Ah, now that's a very different question!

I'd start by using attachInterrupt for the PPS signal. In the interrupt function, I would limit the code to only reading the mircos() count to a 32 bit integer, and setting a bool to know it's been updated. Of course both of those need to be volatile variables.

Then in the main program, I'd check the bool and when it shows the interrupt has acquired a new microsecond timestamp, I'd use it do update some sort of time post processing calculation done with the rest of the incoming data which arrives much faster than 1 Hz. What exactly that post processing would look like, I'm not sure. But I'm pretty sure limiting the PPS interrupt to just storing micros() and setting a flag is the place to start.

Maybe make that interrupt higher priority at some point, though the default should get you within a few microseconds unless you've got really heavy use of interrupts by some other library.
 
Paul, great thoughts, thx.
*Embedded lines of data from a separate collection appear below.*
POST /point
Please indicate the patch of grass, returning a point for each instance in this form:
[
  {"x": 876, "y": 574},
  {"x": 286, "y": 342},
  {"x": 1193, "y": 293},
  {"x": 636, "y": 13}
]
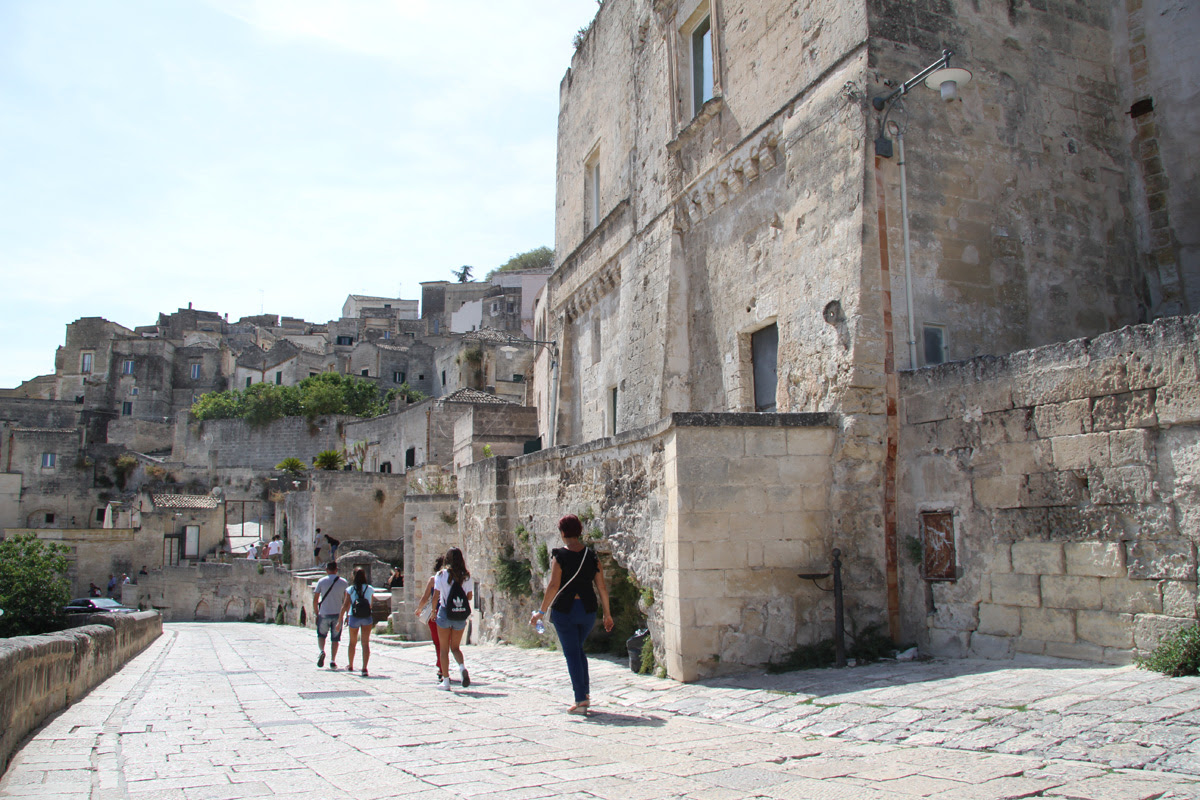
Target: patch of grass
[{"x": 1176, "y": 655}]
Do you think using the Time library might work? For example, using GPS to sync the RTC (like in the TimeGPS and TimeTeensy3 examples) and then using the RTC to tell me when to grab the IMU measurements (50 Hz) and the GPS measurement (1Hz)? I haven't tried the RTC, but after reading about it I was thinking it might be an approach that's cleaner than using PPS / interrupts.